To be accepted as an adequate dancer in the milongas is one thing - it requires a minimum level of skill (depending on the milonga), and understanding of milonga culture and manners, etc etc. But I believe that the heart of tango, in its history and music, finds you where you are. It speaks to you in the voice you need at the moment, in whatever place you are in your life. Tango is the dance of the people - of all the people who hear the music.

The only people I have to please, whose expectations I care deeply about meeting - is the leader in front of me, and myself.

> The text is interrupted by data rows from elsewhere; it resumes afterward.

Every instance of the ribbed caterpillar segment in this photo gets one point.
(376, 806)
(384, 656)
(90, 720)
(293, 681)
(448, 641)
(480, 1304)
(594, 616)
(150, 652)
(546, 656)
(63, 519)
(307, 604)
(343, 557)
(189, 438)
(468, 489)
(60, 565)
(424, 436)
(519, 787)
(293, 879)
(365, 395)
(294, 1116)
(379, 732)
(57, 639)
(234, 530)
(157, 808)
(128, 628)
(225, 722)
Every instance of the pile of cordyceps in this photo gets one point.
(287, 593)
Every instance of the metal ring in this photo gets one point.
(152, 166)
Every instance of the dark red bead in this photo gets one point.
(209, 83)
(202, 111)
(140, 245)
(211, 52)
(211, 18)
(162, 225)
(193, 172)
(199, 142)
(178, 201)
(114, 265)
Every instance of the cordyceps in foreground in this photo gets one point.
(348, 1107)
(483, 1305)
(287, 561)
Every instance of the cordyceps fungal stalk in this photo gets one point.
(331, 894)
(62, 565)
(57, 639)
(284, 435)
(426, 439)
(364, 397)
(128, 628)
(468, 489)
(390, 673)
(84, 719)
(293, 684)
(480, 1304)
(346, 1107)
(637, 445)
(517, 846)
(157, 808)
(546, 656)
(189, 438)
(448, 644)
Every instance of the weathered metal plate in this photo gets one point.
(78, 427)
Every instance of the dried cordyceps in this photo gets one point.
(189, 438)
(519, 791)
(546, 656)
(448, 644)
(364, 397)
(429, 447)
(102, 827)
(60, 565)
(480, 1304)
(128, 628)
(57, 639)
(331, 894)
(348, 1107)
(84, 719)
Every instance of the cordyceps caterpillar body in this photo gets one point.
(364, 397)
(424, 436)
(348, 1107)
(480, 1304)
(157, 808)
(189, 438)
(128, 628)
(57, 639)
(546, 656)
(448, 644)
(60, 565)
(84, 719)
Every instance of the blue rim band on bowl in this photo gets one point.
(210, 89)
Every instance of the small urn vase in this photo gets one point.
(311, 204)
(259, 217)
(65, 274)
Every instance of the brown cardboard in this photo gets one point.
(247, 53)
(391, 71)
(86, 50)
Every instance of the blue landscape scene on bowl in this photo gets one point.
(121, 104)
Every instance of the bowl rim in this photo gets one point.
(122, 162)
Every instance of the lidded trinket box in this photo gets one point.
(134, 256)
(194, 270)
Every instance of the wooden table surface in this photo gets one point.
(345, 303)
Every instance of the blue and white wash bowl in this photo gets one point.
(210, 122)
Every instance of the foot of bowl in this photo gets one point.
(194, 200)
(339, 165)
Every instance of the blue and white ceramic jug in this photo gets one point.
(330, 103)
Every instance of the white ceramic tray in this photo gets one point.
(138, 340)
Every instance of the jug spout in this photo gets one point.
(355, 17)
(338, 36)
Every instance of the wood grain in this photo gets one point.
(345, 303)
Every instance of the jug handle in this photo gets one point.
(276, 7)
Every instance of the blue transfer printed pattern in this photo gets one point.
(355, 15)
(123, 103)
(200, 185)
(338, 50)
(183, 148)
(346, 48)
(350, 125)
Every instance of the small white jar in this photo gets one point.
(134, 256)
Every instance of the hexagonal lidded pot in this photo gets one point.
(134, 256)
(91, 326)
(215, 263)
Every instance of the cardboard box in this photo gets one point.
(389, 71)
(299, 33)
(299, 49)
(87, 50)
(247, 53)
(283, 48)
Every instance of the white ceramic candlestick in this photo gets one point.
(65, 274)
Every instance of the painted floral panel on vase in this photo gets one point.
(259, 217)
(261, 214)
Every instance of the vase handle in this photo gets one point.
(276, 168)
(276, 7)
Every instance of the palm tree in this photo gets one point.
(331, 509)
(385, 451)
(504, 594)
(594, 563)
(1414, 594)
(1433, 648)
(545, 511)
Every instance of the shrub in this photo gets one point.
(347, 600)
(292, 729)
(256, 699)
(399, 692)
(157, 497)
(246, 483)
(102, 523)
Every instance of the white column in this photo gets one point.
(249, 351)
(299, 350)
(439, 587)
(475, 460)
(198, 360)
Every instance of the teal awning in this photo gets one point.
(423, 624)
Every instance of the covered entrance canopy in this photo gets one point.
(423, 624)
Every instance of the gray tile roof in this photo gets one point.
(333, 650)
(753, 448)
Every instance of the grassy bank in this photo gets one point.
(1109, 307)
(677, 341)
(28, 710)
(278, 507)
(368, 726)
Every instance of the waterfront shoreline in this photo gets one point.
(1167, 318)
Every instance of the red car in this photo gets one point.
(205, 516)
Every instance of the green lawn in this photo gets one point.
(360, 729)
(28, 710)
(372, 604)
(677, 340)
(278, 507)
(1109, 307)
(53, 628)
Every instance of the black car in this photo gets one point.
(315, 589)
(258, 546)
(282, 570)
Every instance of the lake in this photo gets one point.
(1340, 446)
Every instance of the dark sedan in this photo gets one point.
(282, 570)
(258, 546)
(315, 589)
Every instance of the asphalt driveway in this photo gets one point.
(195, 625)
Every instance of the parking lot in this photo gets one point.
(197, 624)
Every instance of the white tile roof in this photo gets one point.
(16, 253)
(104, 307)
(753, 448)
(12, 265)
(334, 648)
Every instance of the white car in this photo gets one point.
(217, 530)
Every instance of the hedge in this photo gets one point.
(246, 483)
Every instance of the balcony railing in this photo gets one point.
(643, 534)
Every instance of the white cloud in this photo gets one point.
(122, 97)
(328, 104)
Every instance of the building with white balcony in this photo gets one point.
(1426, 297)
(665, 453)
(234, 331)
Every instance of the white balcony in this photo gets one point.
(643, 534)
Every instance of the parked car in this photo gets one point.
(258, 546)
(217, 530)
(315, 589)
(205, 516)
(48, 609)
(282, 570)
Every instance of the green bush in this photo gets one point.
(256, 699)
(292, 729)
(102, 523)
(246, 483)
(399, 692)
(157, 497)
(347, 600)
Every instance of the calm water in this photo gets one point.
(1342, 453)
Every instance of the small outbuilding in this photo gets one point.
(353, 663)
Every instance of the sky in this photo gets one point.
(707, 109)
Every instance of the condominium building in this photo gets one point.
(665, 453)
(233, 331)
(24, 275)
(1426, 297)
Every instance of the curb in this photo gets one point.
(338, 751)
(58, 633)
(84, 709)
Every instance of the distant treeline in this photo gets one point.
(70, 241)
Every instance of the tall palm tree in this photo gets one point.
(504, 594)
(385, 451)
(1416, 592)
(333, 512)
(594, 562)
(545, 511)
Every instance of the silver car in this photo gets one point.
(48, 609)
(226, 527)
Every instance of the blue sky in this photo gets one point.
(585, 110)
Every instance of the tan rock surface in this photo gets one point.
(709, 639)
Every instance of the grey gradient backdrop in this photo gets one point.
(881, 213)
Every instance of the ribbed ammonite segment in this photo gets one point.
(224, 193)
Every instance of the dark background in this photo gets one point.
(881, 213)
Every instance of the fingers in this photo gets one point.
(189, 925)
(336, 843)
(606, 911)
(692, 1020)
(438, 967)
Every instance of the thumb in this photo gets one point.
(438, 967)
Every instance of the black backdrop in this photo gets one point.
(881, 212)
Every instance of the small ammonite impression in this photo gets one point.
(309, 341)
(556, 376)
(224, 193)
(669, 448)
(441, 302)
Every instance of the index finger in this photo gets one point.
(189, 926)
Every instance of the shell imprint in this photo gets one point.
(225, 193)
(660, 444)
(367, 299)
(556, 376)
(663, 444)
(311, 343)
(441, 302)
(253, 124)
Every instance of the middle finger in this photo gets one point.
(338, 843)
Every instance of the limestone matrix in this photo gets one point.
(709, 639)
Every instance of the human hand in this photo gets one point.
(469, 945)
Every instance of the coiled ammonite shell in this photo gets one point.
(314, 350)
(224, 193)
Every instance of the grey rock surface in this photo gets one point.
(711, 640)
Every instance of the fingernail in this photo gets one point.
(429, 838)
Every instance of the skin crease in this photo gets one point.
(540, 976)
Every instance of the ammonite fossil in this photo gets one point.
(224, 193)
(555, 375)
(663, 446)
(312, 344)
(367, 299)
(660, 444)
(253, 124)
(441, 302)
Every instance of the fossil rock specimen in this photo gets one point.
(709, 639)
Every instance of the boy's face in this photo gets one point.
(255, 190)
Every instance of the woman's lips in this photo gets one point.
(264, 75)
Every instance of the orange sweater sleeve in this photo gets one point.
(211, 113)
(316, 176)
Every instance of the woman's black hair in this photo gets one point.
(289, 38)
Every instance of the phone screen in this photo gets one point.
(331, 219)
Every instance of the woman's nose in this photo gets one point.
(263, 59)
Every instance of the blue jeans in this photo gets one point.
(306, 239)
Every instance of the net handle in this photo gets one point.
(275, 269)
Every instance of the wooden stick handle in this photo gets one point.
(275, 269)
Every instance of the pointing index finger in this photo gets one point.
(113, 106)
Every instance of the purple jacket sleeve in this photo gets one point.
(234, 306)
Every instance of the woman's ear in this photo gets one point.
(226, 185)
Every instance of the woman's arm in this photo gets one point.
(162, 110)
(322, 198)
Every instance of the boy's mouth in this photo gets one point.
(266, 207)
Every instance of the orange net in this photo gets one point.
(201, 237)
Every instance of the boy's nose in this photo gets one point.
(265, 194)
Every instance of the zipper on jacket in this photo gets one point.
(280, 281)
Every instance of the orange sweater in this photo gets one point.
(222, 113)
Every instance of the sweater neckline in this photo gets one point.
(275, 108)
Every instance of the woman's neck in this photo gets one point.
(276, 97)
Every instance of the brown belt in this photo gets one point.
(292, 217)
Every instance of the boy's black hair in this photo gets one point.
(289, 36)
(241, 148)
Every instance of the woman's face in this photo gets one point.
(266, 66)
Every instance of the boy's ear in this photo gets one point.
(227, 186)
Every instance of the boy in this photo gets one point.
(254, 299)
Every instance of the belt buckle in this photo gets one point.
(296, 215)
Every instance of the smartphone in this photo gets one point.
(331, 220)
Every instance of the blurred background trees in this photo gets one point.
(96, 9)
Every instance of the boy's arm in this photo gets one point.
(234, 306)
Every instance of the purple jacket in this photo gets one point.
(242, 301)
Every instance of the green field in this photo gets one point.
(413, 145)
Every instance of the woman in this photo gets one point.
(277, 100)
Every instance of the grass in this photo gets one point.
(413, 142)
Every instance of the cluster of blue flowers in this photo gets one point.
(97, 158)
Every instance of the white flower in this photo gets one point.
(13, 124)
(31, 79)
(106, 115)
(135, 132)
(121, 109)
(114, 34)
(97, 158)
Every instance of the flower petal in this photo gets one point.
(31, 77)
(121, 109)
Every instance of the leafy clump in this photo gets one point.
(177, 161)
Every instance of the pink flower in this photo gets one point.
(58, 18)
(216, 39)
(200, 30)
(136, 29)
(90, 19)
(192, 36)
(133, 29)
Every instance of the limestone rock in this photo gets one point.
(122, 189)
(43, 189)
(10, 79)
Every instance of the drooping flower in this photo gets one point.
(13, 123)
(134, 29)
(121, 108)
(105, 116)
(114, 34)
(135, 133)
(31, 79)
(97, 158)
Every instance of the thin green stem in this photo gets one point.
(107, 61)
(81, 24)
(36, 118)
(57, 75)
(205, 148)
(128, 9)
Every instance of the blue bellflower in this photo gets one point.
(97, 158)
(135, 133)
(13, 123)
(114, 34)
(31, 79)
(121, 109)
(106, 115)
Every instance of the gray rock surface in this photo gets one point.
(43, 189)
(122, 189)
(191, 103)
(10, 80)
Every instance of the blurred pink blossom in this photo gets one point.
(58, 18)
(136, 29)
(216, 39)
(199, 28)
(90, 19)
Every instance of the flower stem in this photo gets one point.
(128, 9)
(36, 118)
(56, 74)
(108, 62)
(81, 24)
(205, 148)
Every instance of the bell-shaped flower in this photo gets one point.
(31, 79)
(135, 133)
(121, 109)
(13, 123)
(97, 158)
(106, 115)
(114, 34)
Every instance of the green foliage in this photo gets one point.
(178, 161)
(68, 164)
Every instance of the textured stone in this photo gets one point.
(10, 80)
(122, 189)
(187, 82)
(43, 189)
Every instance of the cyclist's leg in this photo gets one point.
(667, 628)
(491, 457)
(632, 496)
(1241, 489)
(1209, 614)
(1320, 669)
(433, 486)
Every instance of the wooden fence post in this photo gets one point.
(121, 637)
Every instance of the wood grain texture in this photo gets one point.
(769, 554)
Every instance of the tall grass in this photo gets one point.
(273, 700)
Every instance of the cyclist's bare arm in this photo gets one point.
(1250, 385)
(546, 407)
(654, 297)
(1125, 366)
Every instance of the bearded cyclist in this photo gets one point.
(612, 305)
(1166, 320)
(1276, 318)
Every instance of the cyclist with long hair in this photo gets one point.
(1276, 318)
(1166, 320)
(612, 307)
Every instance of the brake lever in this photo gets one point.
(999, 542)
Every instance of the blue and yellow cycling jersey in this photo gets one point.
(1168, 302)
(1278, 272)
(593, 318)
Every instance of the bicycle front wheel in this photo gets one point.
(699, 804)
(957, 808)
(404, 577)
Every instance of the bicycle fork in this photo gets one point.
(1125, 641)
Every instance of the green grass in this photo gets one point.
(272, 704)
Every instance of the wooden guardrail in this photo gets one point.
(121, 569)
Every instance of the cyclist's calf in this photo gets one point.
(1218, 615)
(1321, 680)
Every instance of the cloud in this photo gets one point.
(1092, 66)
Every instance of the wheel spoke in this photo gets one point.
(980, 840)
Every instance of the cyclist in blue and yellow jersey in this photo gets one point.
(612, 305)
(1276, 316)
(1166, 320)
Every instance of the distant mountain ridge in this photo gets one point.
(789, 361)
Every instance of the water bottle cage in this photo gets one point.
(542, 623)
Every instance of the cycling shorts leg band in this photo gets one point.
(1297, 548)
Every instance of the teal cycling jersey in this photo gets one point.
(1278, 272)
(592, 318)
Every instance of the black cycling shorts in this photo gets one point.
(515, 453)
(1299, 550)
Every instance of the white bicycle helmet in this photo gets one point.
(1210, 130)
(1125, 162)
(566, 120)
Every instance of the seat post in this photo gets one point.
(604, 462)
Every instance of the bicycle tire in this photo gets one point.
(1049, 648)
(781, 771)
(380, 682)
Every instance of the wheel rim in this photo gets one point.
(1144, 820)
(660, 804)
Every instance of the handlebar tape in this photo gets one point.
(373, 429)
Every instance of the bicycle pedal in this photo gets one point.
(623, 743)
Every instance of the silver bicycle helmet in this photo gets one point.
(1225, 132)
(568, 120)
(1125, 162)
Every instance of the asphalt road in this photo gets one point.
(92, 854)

"I think those who say that you can’t tango if you are not Argentine are mistaken. Tango was an immigrant music... so it does not have a nationality. It’s only passport is feeling..” Carlos Gavito

6 comments:

Elizabeth said...

I agree Mari. Immigrants from all over created tango, and it has deep roots before/beyond Argentina. It is a place in the heart.
People who think that just haven't been paying attention.
That said, I learned things in Buenos Aires that I could absolutly don't believe I could have learned anywhere else. But they aren't things I could describe really. They don't make me a better dancer than some great dancers who have never been there.

Tango Therapist said...

Bravo. Well said. I would add one thing: Without Paris, tango, as a dance and music may have died out like the danzón has. Without New York, mambo (renamed "salsa") would never have become a world phenomenon either. Surely "authentic" tango was and is disputed from one barrio to another in Uruguay (oh, yeah, in Buenos Aires too). I use the "A" word too. But to me "authentic" belongs to the embrace, listening to the music, dancing only for one person (your partner). But that is not really truly "authentic" -- authentic tango would be going to a gas lamp brothel and dancing with a prostituta while a harmonica and guitar play in the background. That is what I am saving my money for, not two weeks with Marin County tango tourists in BsAs. (Only kidding about the gas lamp.)

Keno said...

I have been snubbed by Americans that spent time in Buenos Aires thinking they have danced Authentic Tango, and I have danced with follows that grew up in the milonga's and understand the dance and music better than anyone. Authentic Tango only happens when you become one with the music and the person you are dancing with. You feel the tango between two hearts, yours and the person you are dancing with. So to those Americans that snub me, you are still OK to believe what you want, I know when I dance Authentic Tango only you will know when you dance it too. Thanks Mari for a wonderful post.
Keno

Margo Romero said...

You know, this is a great post... it is an on-going debate I have with a friend... =)

Abrazos!

Game Cat said...

Very nice post. Very good points.

What you said about the music:

"It speaks to you in the voice you need at the moment, in whatever place you are in your life."

...is exactly how it found me. I first heard tango, played live, almost two decades ago. I can't remember the dancers on stage, but I can never forget the white-haired 60+ year old men pumping their instruments. Suddenly they were 20 year olds.

I didn't start dancing tango till 3 years ago, when I felt the music calling me again, when I needed it, from across the years, on the other side of the world. Something had awakened inside.

AmpsterTango said...

A lot of people have asked me where I learned to dance tango, and when (how long) I went to Bs. As. I told them that I learned to dance tango in Seattle, never have been, and don't have a desire to go to Bs. As. They look at me with astonishment.

My point being, there is no correlation between being there (Bs. As.) and being a competent tango dancer. IMHO, One can learn to tango well from a locally produced competent source/sources of education-- which, IMHO, can be the bigger challenge.